Monday, February 9, 2009

A ticking time bomb?




Philip Parkin

When I wrote to Alan Johnson, then secretary of state for education and skills in April 2007, expressing my concern about the potential effects of Wi-Fi networks in schools, he replied, reassuring me that Becta, the government’s education technology agency, had a responsibility for e-safety and that there was “no consistent evidence of health effects from RF (radio frequency) exposures below guideline levels”, and that “exposures should be well within internationally accepted guidelines”.

Having spent two days in September at the Radiation Research Trust’s conference, EMF and Health A Global Issue, at which scientists on both sides of the debate expressed their views, I find that I continue to have concerns.

I am not a scientist and cannot claim to understand all of the science, but when world-renowned experts in their fields are unable to agree, I understand enough for it to raise concerns with me.

There was general agreement at the conference (including the representative of the mobile phone industry) that two issues are of particular concern.

First, the health effects of long-term use (over 10 years) of mobile phones. Professor Hardell, from Sweden, reported on his research which showed that people who started mobile phone use before the age of 20 had a more than five-fold increase in glioma (a cancer of the glial cells which support the central nervous system).

Second, the use of mobile phones by children and the risk of cancer.
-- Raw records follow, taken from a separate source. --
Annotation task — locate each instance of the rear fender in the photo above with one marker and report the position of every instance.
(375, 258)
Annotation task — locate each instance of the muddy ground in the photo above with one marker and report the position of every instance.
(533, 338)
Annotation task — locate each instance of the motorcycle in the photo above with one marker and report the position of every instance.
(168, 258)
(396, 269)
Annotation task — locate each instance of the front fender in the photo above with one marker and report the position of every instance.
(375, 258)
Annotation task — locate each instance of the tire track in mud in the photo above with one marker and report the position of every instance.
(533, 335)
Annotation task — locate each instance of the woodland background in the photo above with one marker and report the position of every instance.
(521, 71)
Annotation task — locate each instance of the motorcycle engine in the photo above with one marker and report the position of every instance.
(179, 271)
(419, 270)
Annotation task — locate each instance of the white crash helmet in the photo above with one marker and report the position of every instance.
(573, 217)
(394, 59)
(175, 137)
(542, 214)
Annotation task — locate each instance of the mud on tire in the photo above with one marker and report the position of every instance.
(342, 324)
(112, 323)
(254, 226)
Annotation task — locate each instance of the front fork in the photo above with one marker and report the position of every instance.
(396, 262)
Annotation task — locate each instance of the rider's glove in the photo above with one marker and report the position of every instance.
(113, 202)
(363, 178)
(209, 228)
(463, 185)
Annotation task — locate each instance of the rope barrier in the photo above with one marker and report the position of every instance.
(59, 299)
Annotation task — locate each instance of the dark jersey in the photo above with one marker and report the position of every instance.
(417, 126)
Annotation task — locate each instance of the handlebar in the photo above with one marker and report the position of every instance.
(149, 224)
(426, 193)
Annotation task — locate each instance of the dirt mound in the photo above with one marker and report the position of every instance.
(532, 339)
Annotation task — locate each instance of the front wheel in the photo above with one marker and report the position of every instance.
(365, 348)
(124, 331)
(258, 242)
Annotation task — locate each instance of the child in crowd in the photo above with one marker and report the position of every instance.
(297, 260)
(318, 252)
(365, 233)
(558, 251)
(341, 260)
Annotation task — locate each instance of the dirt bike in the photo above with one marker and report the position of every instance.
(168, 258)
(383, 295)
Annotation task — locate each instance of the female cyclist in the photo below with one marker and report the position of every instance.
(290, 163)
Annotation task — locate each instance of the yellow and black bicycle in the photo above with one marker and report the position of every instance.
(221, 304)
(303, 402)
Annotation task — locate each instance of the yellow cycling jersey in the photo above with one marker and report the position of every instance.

There is disregard and ignorance of the current Health Protection Agency guidelines in this country. Clearly the current generation of children is likely to be the first to have used such devices from an early age and to be those who will use them in the long-term. As well as the risk of cancer, there is concern that such exposure, when children’s nervous systems are still forming and their skulls are thin, can affect cognitive development and cell structures.

Dr George Carlo from America stated that: “When a signal is picked up by a cell membrane it is seen as an environmental stressor which increases the permeability of cell membranes.”

Professor David Coggan, chair of the UK Mobile Telecommunications and Health Research Programme, said that he would at some point like to be able to fund a study of cognitive development and symptoms in secondary school pupils.

He also highlighted the need to monitor the incidence of childhood cancers at different ages.

A number of other issues raised also failed to reassure me that there is nothing to be concerned about. Not least that international guidelines are out of date and inadequate and some scientists at the conference made it quite clear that they had little faith in them.

Exposure levels are only half the story; length of exposure being the other half. Long exposures at lower intensity levels may be as damaging as high exposure levels for short periods. Hence my concern about wireless networks in schools and nurseries.

Also, that cell changes caused by electro-magnetic radiation are not regarded as health effects despite them having potentially long-term genetic consequences. I noted that David Carpenter, from America, said that there was an overwhelming body of biological evidence which suggested a need to protect children. This was supported by Russia’s Professor Yury Grigoriev, who said that the potential risk to children’s health was very high and was a completely new problem; and that it was necessary to develop special standards for the protection of children.

And that exposure to mobile phone base stations is not voluntary (unlike the use of phone handsets) and is continuous, 24 hours a day; and that locating in sensitive areas, such as near schools, should be avoided.

I continue to take the view, until someone convinces me otherwise, that there would appear to be enough accumulating evidence to suggest that a precautionary approach to these matters would be wise; and that the potential long-term effects upon children need serious and sustained scientific study.

• Philip Parkin is general secretary of the Voice education union.